The design includes up to 40 sensors: respiratory sensors (blue); body temperature sensors (red), used also to compensate for temperature variations on respiratory sensors; external temperature sensors (green); BP sensors (yellow). The design is shown on a body picture, but in the practical implementation all sensors will be implemented within the fabric of a dress designed in accordance to the specifications in [Massaroni – 2016].

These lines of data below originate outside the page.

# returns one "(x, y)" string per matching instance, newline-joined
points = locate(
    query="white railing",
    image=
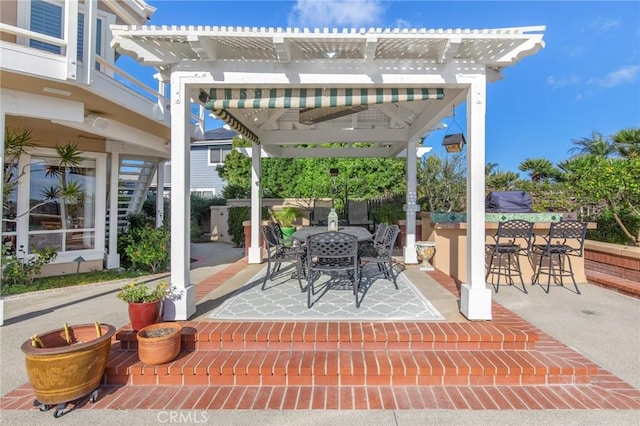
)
(109, 69)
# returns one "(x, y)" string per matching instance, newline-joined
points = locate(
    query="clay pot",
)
(60, 372)
(144, 314)
(159, 343)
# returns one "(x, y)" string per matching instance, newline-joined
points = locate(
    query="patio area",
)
(454, 364)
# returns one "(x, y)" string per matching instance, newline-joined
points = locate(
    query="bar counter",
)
(449, 230)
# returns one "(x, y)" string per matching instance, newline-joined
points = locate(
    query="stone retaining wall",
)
(613, 259)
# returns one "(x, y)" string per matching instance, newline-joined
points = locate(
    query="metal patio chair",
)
(382, 253)
(278, 252)
(564, 240)
(512, 239)
(332, 253)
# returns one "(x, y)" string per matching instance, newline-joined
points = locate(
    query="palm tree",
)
(502, 181)
(539, 169)
(598, 145)
(627, 142)
(490, 169)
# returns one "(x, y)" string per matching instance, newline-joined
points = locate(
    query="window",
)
(218, 153)
(61, 224)
(46, 18)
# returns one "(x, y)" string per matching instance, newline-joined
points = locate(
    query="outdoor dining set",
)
(341, 254)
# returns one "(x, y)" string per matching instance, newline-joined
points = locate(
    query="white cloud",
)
(626, 74)
(335, 13)
(605, 24)
(570, 80)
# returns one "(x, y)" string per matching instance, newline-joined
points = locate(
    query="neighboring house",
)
(206, 155)
(118, 123)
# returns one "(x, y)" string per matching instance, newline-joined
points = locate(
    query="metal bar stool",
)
(565, 239)
(512, 238)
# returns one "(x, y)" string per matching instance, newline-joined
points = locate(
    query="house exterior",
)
(206, 155)
(120, 126)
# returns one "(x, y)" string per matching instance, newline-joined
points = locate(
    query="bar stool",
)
(565, 239)
(512, 238)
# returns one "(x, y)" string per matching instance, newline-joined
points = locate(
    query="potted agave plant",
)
(145, 303)
(287, 217)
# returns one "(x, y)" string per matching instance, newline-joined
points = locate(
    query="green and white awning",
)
(311, 98)
(221, 100)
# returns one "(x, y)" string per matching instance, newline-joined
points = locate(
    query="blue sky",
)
(587, 78)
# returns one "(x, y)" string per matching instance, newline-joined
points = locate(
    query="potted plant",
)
(67, 363)
(145, 304)
(287, 217)
(159, 343)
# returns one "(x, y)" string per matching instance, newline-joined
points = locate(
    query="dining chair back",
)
(512, 239)
(564, 240)
(330, 253)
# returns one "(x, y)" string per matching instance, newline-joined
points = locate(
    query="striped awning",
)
(311, 98)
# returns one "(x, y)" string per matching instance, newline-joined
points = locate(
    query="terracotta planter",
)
(144, 314)
(60, 372)
(162, 349)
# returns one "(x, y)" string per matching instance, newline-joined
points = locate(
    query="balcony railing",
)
(155, 96)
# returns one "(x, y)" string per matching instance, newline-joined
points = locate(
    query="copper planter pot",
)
(144, 314)
(162, 349)
(60, 372)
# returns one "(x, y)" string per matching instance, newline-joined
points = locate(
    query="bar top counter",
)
(448, 230)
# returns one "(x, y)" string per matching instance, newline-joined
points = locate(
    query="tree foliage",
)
(613, 181)
(443, 185)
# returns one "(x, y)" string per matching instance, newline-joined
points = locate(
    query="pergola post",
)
(255, 250)
(475, 296)
(184, 305)
(411, 208)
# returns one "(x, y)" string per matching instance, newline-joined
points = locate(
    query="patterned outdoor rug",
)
(283, 299)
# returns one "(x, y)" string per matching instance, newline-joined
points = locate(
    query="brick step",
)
(621, 285)
(369, 367)
(343, 336)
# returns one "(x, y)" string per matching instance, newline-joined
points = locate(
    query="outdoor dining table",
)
(362, 234)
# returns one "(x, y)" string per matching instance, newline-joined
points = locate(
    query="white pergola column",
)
(410, 255)
(255, 250)
(113, 257)
(160, 194)
(184, 305)
(475, 296)
(1, 204)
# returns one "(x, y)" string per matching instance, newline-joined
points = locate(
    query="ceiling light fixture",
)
(97, 121)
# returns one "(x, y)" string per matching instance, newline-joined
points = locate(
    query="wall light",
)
(454, 143)
(97, 121)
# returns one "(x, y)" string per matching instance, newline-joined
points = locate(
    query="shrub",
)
(20, 270)
(148, 248)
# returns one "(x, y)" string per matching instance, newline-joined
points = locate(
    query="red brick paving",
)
(483, 356)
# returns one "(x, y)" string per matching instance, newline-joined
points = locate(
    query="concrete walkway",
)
(602, 325)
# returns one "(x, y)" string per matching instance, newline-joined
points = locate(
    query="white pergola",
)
(281, 88)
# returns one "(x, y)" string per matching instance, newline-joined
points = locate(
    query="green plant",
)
(389, 213)
(18, 269)
(287, 216)
(237, 215)
(148, 248)
(141, 293)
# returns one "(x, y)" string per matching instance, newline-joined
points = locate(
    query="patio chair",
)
(320, 212)
(278, 252)
(512, 239)
(332, 252)
(359, 214)
(564, 240)
(382, 256)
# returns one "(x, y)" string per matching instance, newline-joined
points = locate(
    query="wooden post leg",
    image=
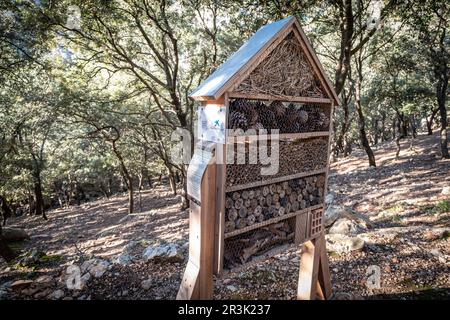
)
(309, 267)
(324, 271)
(197, 281)
(314, 276)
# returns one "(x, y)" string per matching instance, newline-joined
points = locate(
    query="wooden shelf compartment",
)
(271, 221)
(282, 136)
(307, 100)
(275, 180)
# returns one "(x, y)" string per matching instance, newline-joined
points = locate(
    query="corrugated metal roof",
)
(219, 78)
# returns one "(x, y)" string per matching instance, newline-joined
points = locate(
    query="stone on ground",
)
(341, 243)
(166, 252)
(346, 226)
(14, 234)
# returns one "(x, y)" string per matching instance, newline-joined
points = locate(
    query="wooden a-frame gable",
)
(277, 62)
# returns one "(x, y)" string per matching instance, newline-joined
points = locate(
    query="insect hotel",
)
(271, 95)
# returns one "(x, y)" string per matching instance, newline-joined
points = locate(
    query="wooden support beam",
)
(314, 275)
(197, 283)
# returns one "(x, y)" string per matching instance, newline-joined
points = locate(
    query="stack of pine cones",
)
(256, 115)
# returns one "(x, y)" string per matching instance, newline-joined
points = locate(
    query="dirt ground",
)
(403, 198)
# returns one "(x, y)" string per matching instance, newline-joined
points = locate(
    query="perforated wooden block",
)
(315, 223)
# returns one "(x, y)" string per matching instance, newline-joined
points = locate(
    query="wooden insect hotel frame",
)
(274, 84)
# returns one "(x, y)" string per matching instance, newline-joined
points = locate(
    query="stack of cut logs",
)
(294, 156)
(242, 248)
(247, 207)
(293, 118)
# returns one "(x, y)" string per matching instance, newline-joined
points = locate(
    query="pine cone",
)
(238, 121)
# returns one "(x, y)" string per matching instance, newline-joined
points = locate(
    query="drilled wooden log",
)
(229, 203)
(269, 199)
(257, 211)
(293, 197)
(230, 226)
(232, 214)
(273, 188)
(251, 219)
(253, 203)
(262, 201)
(295, 206)
(243, 212)
(241, 223)
(239, 203)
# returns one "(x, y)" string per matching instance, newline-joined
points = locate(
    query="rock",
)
(84, 279)
(341, 243)
(98, 270)
(232, 288)
(29, 291)
(58, 294)
(42, 294)
(329, 199)
(19, 285)
(30, 258)
(3, 294)
(146, 284)
(96, 267)
(435, 253)
(342, 296)
(346, 226)
(332, 214)
(14, 234)
(44, 282)
(168, 252)
(123, 259)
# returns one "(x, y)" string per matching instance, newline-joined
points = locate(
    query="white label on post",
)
(211, 123)
(196, 170)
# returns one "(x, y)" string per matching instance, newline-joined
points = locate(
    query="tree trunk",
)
(172, 182)
(361, 119)
(441, 97)
(127, 175)
(431, 120)
(5, 251)
(39, 210)
(344, 128)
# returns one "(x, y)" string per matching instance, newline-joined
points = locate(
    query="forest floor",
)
(403, 199)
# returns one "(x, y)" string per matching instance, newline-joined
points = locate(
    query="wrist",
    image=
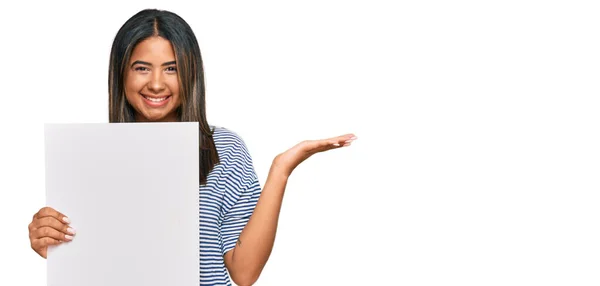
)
(279, 168)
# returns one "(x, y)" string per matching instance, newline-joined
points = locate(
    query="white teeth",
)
(155, 99)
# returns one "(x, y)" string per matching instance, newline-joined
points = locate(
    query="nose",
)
(156, 83)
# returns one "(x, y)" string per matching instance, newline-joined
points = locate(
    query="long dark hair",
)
(167, 25)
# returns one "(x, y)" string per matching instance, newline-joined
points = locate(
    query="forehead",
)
(153, 49)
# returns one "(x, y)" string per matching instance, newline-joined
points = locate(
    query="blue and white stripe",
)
(226, 204)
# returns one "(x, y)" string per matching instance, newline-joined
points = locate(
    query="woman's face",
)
(151, 83)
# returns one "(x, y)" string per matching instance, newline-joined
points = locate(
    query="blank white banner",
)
(131, 193)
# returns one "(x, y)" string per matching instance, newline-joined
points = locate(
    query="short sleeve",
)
(241, 194)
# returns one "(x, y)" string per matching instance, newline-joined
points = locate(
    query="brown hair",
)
(149, 23)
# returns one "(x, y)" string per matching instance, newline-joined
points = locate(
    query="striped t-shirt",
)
(226, 204)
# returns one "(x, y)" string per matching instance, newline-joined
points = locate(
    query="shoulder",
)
(230, 145)
(226, 139)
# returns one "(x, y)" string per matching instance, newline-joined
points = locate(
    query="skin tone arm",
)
(247, 260)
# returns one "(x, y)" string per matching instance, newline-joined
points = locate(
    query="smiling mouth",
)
(156, 99)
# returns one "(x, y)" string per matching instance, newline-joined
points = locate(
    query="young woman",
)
(156, 74)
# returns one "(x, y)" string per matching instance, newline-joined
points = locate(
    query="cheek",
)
(133, 84)
(173, 84)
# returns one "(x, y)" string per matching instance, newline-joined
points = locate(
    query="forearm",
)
(255, 243)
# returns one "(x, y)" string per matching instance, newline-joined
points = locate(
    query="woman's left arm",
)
(246, 261)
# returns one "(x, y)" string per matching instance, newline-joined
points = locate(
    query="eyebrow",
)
(149, 64)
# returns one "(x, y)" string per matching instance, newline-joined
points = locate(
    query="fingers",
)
(53, 223)
(342, 141)
(50, 212)
(48, 232)
(41, 245)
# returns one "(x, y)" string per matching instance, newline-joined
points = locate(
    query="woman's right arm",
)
(49, 227)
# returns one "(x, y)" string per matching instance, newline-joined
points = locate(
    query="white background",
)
(478, 155)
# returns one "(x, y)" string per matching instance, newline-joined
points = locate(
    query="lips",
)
(156, 101)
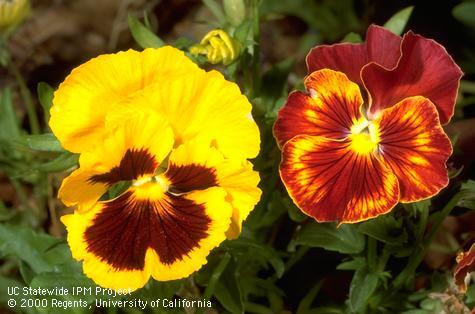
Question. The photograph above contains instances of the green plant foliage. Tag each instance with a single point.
(398, 21)
(142, 35)
(283, 261)
(344, 239)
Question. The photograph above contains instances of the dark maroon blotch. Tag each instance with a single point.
(186, 178)
(121, 234)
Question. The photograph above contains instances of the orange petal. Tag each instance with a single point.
(331, 181)
(415, 146)
(331, 106)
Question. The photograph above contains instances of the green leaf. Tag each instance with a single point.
(465, 13)
(468, 198)
(384, 228)
(216, 9)
(61, 163)
(352, 38)
(43, 142)
(45, 96)
(362, 287)
(210, 288)
(144, 37)
(257, 251)
(398, 21)
(344, 239)
(306, 302)
(6, 213)
(27, 245)
(6, 283)
(274, 82)
(228, 291)
(8, 118)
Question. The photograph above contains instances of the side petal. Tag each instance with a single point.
(465, 265)
(414, 145)
(331, 181)
(85, 97)
(424, 69)
(196, 166)
(381, 46)
(240, 182)
(330, 108)
(127, 153)
(78, 188)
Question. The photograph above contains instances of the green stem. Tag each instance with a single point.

The second work-package involves the development of an interrogation unit. The WDM design, standardized as in [Tosi – 2014] [Kersey – 1997] will be used: each grating, having 2 nm spacing between each Bragg wavelength, is detected with a setup based on a broadband light source (Exxalos EBD series with control board, 1510-1600 nm), a 3-dB optical coupler, and a miniature spectrometer (Ibsen I-MON-OEM). The whole setup will be arranged in a portable format, using off-the-shelf OEM devices and in accordance to a low-cost criterion. The spectrometer will be controlled with a program developed in C on Raspberry, that will: (1) read the data out of the spectrometer, i.e. the spectrum of the whole sensors array; (2) divide the spectrum in blocks, and for each block use the processing described in [Tosi – 2015-1] to estimate the wavelength shift; (3) transmit data via Zigbee to an external server. The server will then perform the signal processing operations, including the temperature compensations, and the wavelength shift conversions, estimating then the final parameters and storing them for the analysis. It is essential that the interrogator is portable, but at the same time performs the spectral analysis, and for this reason we resort to well-established devices suitable for miniaturization. A previous version of a similar interrogator was developed by the co-PI at University of Limerick [Poeggel – 2015]. In the third work-package, we will work on the textile that embeds the sensor. The activity has the tasks of both maintain the sensors positioning in the textile and preserve the sensitivity, and on the other side guarantee the wearable form factor and the minimum invasiveness. It is also important to evaluate the artefact effect introduced by the textile, as opposite to the “naked sensors” format.
Validation
Project validation will be performed in a sequence of steps; at first, we will develop at NU a test chamber that allows to vary pressure and temperature simultaneously, while the textile is inflated and deflated at an arbitrary rate to simulate breathing. Sensors will be tested individually, and then altogether.
Tests will be then performed in a real-case scenario, whereas a more realistic representation of real conditions will be implemented. Initially tests will be performed indoor, to operate with minute variations of ambient temperature; only at later stages, we will aim at outdoor sensing and evaluate its performance. Log tests will be also performed.